L’appui recherché de la Russie

Les pays de l’Opep cherchent de l’appui auprès de la Russie, un grand pays producteur des hydrocarbures, mais non membre de l’Opep. Le 16 novembre dernier, le ministre vénézuélien des affaires étrangères Rafael Ramirez s’est entretenu avec le ministre russe de l’énergie Igor Sechin. Ce pays dont les revenus nationaux reposent à 75% sur la manne pétrolière, ne pourrait boucler son budget avec un prix de pétrole inférieur à 100 dollars. Déstabilisée par cette  baisse des prix et sollicitée par les pays de l’Opep, comment pourrait  intervenir la Russie dans les prix du pétrole n’étant pas membre de cette organisation pétrolière ?  

Abdelmadjid Attar est convaincu que la Russie ne peut rien faire, car elle est visée par cette politique pétrolière. « Les russes sont sous embargo financier appliqué par l’Amérique du nord et l’Europe. Ils rencontrent d’énormes difficultés pour vendre leur production. Que pourraient-ils faire devant une telle situation ? Rien», s’exclame-t-il. M. Attar, nous fait remarquer que le prix du gaz russe, première richesse du pays est indexé sur le prix du pétrole, ce que selon lui, accentue les pressions sur ce plus grand pays du monde.

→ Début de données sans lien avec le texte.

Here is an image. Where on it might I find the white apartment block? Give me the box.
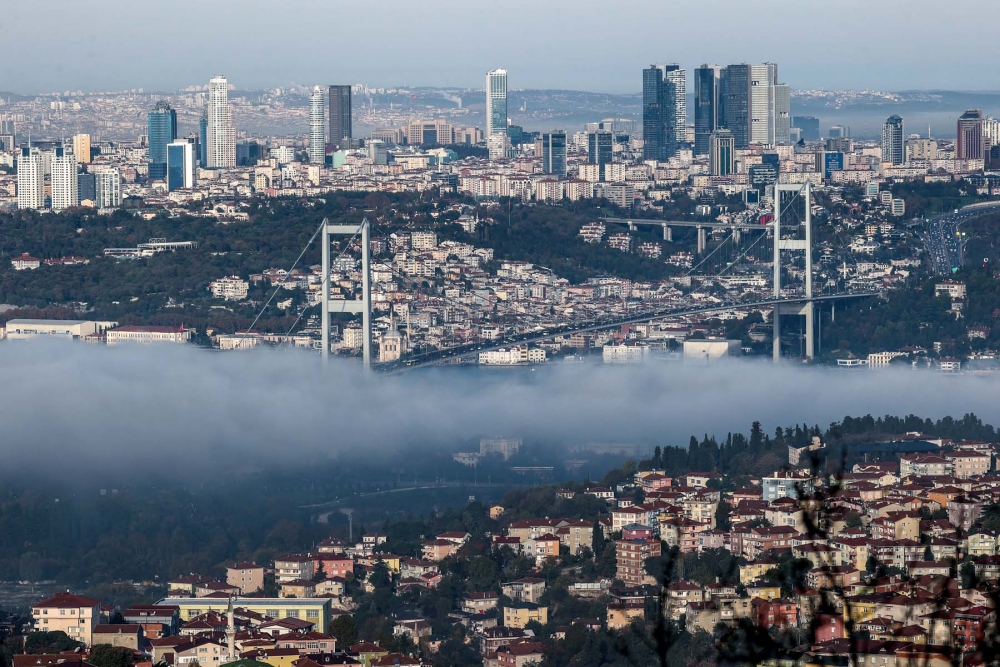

Pour M. Perrin, les pays de l’OPEP qui discutent avec la Russie, veulent montrer lors des prochaines réunions du 27 novembre, que ce ne sont pas uniquement les pays de l’Opep qui sont concernés ou affectés par cette chute et que c’est une affaire de tout le monde. « Ils cherchent par là une pression externe », souligne-t-il.

Un baril à 70 dollars n’arrange les affaires de personne

Dans son rapport mensuel, l’AIE prévoit que le prix du baril pourrait poursuivre sa chute en 2015. Le président russe Vladimir Poutine, a été plus loin la semaine dernière en avertissant contre un éventuel effondrement total du prix du baril.

Pour M. Attar, cette dégringolade n’ira pas en deçà de 70 dollars, car la production pétrolière qui nécessite des investissements énormes que ce soit dans le conventionnel ou le non conventionnel serait déficitaire au cas où le prix chuterait plus bas que ce niveau. « Bien que le prix du baril n’obéit plus depuis 2007 aux règles classiques de l’offre et de la demande, et que d’autres paramètres incitent cette fluctuation », met-il en relief.

M. Perrin est du même avis, il éloigne toute idée d’effondrement des prix du baril : «  L’Arabie Saoudite n’a pas l’intention d’aggraver la situation déjà très tendue et difficile des pays de la région. En plus, elle a besoin de retrouver des prix bas pour réduire les coups élevés de la production et encourager la demande, mais elle n’a pas intérêt, ni ne cherche à voir le prix de pétrole dans les 50 dollars ».